Prior Contraceptive Use Among Women Who Gave Birth in the US-Mexico Border Region, 2005: The Brownsville-Matamoros Sister City Project for Women’s Health
Published Date:Sep 15 2008
Source:Prev Chronic Dis. 2008; 5(4).
Dramatic population growth in the US-Mexico border region suggests more effective family planning services are needed, yet binational data are scarce. The Brownsville-Matamoros Sister City Project for Women's Health collected binational, standardized data from 947 postpartum women in Cameron County (Texas) and Matamoros (Tamaulipas, Mexico) hospitals from August through November 2005.

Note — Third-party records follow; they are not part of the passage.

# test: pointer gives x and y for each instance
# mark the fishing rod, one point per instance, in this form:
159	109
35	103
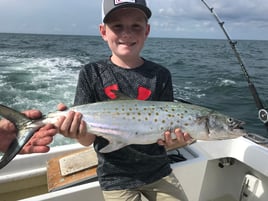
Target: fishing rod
262	112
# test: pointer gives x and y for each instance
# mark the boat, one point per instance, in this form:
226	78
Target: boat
223	170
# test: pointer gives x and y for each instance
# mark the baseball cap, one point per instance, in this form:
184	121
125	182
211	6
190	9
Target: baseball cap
108	6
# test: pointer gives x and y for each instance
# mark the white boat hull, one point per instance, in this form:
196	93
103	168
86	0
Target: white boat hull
213	171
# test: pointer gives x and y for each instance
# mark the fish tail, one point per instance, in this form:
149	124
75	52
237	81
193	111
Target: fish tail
23	135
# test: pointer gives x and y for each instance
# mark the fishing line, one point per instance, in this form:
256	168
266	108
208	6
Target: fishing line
262	112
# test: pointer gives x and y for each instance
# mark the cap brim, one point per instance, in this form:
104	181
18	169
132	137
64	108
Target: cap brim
144	9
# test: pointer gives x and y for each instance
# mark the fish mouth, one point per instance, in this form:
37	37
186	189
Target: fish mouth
238	126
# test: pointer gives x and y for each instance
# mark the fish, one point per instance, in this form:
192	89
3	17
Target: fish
126	122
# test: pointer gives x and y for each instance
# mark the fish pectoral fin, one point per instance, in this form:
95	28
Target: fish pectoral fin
113	146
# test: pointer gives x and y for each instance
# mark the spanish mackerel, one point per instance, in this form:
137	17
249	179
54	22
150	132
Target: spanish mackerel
125	122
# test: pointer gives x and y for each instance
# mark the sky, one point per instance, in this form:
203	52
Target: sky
244	19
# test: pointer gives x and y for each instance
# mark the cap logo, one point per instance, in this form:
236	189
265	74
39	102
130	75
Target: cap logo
116	2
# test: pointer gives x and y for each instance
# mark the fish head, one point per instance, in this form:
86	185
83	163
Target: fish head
224	127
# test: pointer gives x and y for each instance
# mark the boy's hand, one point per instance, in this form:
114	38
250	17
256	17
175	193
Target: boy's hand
182	139
37	144
72	126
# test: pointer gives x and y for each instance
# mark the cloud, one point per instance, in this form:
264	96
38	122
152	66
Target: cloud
171	18
190	17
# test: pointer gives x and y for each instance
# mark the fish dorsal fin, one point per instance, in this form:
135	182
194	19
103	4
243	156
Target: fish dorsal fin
12	115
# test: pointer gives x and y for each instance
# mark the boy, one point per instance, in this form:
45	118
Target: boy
135	170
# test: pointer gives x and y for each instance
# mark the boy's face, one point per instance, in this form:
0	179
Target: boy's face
125	32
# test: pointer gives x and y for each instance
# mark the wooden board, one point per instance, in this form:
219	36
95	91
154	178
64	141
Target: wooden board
57	181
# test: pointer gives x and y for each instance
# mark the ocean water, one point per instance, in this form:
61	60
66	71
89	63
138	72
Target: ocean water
40	71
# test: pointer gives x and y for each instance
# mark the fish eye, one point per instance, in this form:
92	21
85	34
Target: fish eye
230	120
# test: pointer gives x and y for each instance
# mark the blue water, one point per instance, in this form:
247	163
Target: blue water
40	71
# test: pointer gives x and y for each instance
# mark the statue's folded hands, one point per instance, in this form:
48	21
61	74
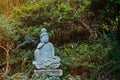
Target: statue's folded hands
44	53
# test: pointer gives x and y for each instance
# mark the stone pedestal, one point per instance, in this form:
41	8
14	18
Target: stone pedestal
51	72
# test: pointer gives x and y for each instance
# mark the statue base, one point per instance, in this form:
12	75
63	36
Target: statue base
51	72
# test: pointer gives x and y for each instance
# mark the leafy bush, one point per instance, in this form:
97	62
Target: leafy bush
84	58
61	18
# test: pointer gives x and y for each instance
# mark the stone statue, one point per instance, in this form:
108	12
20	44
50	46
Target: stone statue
44	54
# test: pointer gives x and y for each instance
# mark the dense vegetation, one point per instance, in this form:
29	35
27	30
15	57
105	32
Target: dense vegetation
85	34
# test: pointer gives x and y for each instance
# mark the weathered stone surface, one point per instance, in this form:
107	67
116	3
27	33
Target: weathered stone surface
44	54
51	72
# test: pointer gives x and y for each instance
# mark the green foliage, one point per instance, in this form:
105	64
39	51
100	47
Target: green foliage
60	17
84	57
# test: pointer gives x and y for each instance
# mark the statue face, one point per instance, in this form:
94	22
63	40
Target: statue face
44	39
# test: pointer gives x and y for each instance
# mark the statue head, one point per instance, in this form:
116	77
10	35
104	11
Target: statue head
44	35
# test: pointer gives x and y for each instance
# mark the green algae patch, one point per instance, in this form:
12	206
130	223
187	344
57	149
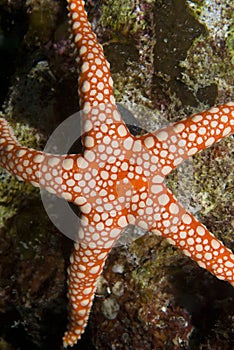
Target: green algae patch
119	16
43	16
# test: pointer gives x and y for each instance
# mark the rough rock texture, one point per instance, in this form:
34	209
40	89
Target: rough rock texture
169	59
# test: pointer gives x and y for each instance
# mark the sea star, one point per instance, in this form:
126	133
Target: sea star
119	178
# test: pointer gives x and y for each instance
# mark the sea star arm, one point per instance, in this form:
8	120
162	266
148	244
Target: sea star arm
170	220
55	173
87	261
96	96
190	136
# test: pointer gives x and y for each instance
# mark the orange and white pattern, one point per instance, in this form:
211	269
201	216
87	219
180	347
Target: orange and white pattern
119	178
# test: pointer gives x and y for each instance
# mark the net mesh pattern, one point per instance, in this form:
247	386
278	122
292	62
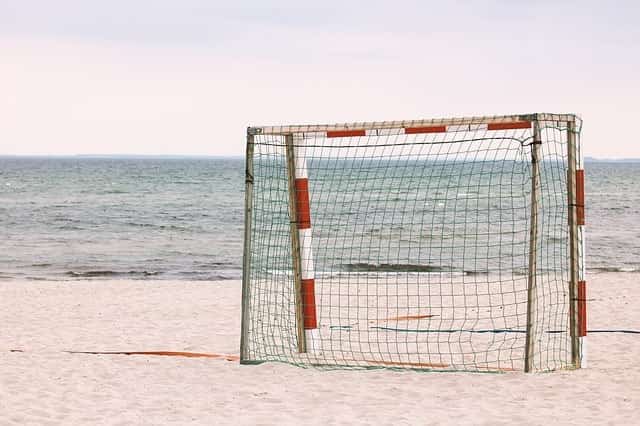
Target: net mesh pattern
421	248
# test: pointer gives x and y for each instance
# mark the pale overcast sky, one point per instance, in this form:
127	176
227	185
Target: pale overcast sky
188	76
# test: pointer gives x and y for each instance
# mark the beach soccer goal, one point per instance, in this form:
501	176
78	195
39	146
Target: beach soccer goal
446	244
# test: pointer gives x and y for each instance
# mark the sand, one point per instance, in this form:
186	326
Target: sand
45	385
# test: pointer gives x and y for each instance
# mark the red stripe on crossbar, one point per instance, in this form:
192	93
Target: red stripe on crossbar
302	203
580	196
582	308
345	133
509	125
428	129
309	304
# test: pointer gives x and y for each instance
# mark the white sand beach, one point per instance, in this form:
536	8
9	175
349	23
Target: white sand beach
42	384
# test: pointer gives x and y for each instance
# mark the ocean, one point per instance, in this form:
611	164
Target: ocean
182	218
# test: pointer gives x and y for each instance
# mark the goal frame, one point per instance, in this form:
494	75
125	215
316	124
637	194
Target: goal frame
575	212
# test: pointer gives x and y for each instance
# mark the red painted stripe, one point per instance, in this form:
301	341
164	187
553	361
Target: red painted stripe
580	196
302	203
345	133
309	304
582	308
428	129
509	125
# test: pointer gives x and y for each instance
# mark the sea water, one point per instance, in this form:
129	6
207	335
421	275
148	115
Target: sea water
182	218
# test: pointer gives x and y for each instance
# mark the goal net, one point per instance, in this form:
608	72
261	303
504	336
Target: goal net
447	244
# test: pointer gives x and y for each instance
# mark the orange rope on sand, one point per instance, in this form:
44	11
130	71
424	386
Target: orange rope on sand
162	353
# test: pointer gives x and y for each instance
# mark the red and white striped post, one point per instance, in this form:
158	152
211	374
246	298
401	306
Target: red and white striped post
582	283
301	235
307	273
578	294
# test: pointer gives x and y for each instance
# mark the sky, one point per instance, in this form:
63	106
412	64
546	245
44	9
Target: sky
186	77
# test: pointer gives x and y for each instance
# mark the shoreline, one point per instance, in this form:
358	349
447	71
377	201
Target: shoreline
45	385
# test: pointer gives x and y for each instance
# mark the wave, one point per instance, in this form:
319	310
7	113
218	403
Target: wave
108	273
404	267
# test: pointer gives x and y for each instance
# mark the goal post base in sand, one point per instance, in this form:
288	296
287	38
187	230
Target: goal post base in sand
447	244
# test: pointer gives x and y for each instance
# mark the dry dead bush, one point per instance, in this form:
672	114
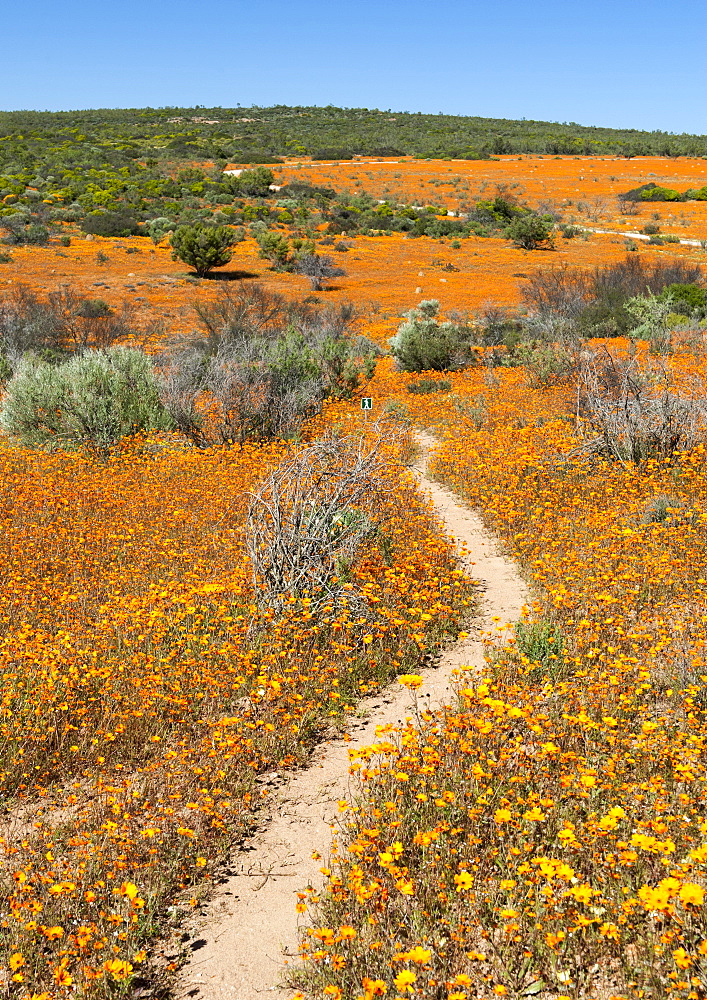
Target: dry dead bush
634	410
313	513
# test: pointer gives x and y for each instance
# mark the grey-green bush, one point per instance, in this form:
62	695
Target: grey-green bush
94	399
424	344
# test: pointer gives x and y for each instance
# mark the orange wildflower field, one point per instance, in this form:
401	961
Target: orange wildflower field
546	834
390	273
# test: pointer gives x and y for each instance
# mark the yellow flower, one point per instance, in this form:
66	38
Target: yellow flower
682	959
691	894
404	980
535	815
419	955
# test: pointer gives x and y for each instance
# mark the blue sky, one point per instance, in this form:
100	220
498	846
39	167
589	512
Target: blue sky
623	63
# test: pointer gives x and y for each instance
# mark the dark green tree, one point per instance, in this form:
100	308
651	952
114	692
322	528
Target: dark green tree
530	231
202	247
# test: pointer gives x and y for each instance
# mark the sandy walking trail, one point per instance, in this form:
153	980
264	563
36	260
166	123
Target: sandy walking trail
250	925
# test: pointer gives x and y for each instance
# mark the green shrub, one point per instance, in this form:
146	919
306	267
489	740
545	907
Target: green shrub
93	399
530	231
540	642
429	385
274	247
422	343
686	299
111	224
202	247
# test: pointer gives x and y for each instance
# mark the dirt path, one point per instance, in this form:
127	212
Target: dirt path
238	953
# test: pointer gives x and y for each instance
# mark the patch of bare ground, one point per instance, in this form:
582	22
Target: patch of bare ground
248	932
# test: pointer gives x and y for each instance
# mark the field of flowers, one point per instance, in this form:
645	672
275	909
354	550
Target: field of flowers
145	688
585	187
547	834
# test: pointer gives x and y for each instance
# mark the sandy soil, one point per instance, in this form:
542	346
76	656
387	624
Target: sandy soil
249	930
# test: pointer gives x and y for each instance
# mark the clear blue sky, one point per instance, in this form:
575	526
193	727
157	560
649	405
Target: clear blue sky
622	63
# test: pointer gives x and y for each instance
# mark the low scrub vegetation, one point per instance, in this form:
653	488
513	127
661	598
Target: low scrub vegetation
544	834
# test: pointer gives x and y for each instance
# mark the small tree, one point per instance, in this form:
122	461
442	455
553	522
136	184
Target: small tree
202	247
317	269
530	231
95	399
274	247
653	316
422	343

We analyzed these data to estimate the proportion of women with unintended pregnancy and the proportion of these women who reported contraceptive use, and to identify associated factors.
The current pregnancy was unintended for 48% of women overall. Almost half of these women reportedly used birth control at conception, but many used low-efficacy methods. Among women with unintended pregnancy who did not use contraception, 34.1% of Mexico residents believed they could not become pregnant and 28.4% of US residents reported no reason for nonuse. Overall, contraceptive use to prevent pregnancy was less common among younger than older women and among women who had not graduated high school compared with those who had. Among Mexico residents, those who had a source of routine health care were more likely than those who did not to have used contraception.
More effective contraceptive practices are needed in this population, especially among younger and less-educated women. A cooperative binational approach that integrates reproductive and family planning services may be most effective.